Yes I evangelise Linux on their.  I've succeeded in getting one
programmer (by trade) into using only Ubuntu at home.

> Alan's comments regarding the provision of detail on what iPlayer does would
> tend to indicate that they've gone out of their way to explain what people
> should expect when they use the software.  But experience should tell us that
> even people we consider competent only really take information to heart when
> they want to.

These are fairly average people who use computers but in the Windows
world.  There is a massive difference between a Windows user and a
Linux user.  How many times have we come across very competent Windows
technicians who are totally lost in Linux.  It's a different world.
Most Windows users skim through the multitude of EULA's and other
agreements.  Why?  Because there are so many of them and life is

> Kevan, fair and valid point about the strength and format of EULA's, but
> something has to be there - even Open Source licences recognise this?

Oh agreed, but I don't bother reading them.  I just want to use the
software and I expect it to do want I want and not something else in
the background (within reason of course).

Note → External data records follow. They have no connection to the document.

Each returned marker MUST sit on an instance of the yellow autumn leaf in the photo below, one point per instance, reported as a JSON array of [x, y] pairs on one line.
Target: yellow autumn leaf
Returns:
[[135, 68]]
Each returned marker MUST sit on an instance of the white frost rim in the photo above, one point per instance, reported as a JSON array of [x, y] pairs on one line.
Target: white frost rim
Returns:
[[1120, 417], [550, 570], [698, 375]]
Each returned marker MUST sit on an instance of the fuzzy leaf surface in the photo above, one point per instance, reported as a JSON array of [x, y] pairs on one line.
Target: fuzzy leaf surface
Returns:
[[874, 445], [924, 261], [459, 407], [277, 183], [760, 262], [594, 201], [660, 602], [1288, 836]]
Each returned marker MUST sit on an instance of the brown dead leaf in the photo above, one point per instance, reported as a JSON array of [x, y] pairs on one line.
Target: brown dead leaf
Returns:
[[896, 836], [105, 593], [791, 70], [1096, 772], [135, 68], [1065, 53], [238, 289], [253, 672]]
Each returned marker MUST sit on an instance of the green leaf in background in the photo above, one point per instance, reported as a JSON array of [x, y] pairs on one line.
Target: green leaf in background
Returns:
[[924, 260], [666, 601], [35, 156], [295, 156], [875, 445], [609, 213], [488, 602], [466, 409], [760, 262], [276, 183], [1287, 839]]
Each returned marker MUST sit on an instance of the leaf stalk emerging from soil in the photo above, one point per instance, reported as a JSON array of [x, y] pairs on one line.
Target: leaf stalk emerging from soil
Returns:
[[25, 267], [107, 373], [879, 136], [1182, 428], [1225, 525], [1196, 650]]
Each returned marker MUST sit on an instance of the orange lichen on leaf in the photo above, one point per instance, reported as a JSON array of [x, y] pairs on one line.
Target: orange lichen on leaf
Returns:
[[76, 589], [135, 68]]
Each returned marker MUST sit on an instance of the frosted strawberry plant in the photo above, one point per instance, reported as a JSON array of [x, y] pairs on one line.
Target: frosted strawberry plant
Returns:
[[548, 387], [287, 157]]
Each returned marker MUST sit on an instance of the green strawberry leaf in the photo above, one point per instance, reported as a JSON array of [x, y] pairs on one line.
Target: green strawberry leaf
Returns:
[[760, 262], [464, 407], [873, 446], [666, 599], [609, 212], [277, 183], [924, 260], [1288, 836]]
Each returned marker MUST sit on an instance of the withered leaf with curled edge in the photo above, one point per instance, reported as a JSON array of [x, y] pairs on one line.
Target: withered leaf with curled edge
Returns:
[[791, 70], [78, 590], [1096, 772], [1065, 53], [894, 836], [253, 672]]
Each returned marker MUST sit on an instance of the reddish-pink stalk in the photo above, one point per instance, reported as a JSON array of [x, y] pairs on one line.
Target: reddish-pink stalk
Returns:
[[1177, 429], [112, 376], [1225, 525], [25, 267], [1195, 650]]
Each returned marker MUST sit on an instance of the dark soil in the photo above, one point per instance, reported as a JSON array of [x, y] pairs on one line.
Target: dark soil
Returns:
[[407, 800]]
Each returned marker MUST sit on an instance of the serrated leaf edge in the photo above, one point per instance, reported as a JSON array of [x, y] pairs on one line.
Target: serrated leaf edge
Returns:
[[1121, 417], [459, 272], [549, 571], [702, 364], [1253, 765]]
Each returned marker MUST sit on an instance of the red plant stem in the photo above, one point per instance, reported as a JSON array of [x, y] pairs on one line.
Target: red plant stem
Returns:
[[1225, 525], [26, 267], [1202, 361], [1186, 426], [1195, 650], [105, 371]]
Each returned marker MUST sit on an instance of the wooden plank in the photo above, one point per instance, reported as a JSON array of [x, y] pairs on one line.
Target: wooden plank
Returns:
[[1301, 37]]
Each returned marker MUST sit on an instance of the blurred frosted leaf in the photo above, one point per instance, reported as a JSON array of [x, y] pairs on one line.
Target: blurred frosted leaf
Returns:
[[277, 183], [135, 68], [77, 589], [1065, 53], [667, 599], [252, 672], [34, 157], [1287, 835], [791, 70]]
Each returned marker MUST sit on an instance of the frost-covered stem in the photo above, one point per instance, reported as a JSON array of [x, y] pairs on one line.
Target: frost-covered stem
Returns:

> Are software installs/removals more or less well behaved on non-Windows
> platforms.  I honestly don't know, but I think it would be fair to say that
> there could be equally badly implemented apps installers/removers on other
> O/S?

Generally speaking Linux installs do normally go into one place.
Before anybody jumps on that one I know damn well that there are
exceptions.  Compared to a typical Windows install though any Linux
program is absolutely golden.  That's why there is a thriving market
in the Windows world for uninstall cleaner software.  A program get
installed in Windows and it drops bits all over the place like a dog
shedding hair in moulting season.  Try to keep that install in one
place and quite often the program will not run properly (this I have a
lot of personal experience of unfortunately).